Swift, T.  (2008).  Love Story. On Fearless [mp3].  Nashville, TN : Big Machine.

Swift, T. (2010).  Back to December.  On Speak Now [mp3].  Nashville, TN : Big Machine.

Swift, T. (2010).  Speak Now.  On Speak Now [mp3].  Nashville, TN : Big Machine.


[I know nothing about music.  I listen to it, but I’ve never been an audiophile and I have no idea how to go about writing a review for music, so these music reviews are mostly going to be really random and informal.]

Not having heard anything by Swift before (er, not while knowing it was her, in any case)  I pretty much tried to pick the most popular songs of hers (according to iTunes) that stood out when I listened to the clips.  Even so, my first impressions of the first few songs were “bland” – with the exception of Speak Now, which was catchy from the start.   The other two started to grow on me some as I listened to them on repeat, the chorus in Back to December and ? in Love Story, but generally they still feel very forgettable.  Both the music and the lyrics of Back to December and Love Story seem rather typical to me (love, break-ups, loneliness, controlling parents, etc.).

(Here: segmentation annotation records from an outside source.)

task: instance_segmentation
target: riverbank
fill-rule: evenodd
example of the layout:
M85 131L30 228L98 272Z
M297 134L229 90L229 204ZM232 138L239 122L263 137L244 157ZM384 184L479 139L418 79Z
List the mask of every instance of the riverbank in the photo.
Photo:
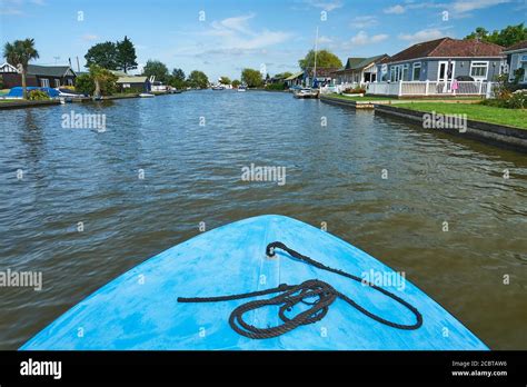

Speak Now is a little more interesting, the tune is bouncier and while it’s again about love, it’s more specifically about Swift interrupting a wedding The Graduate style.  It’s a rather self-centered wish-fulfillment story with plenty of mean girl type lyrics about the bride.  Still, it’s definitely catchy – did I mention that? – and while it may not challenge some of the more harmful cultural attitudes, it’s hardly the worse perpetuation of them either.  Personally, I found the idea that Juliet should be saved from being told what to do by running away with Romeo to be more disturbing – how are you going to get away from being controlled by running to someone else, rather than standing up for yourself? Or, at the very least, running away simply because you need to, not because a boy is waiting for you?

I dunno that I’d ever recommend Swift to anyone, but I’d definitely make sure her albums were in my collection.  Younger tweens may still like the music, but the lyrics are unlikely to appeal to them, and they are going to be less able to criticize the unhealthier part of them.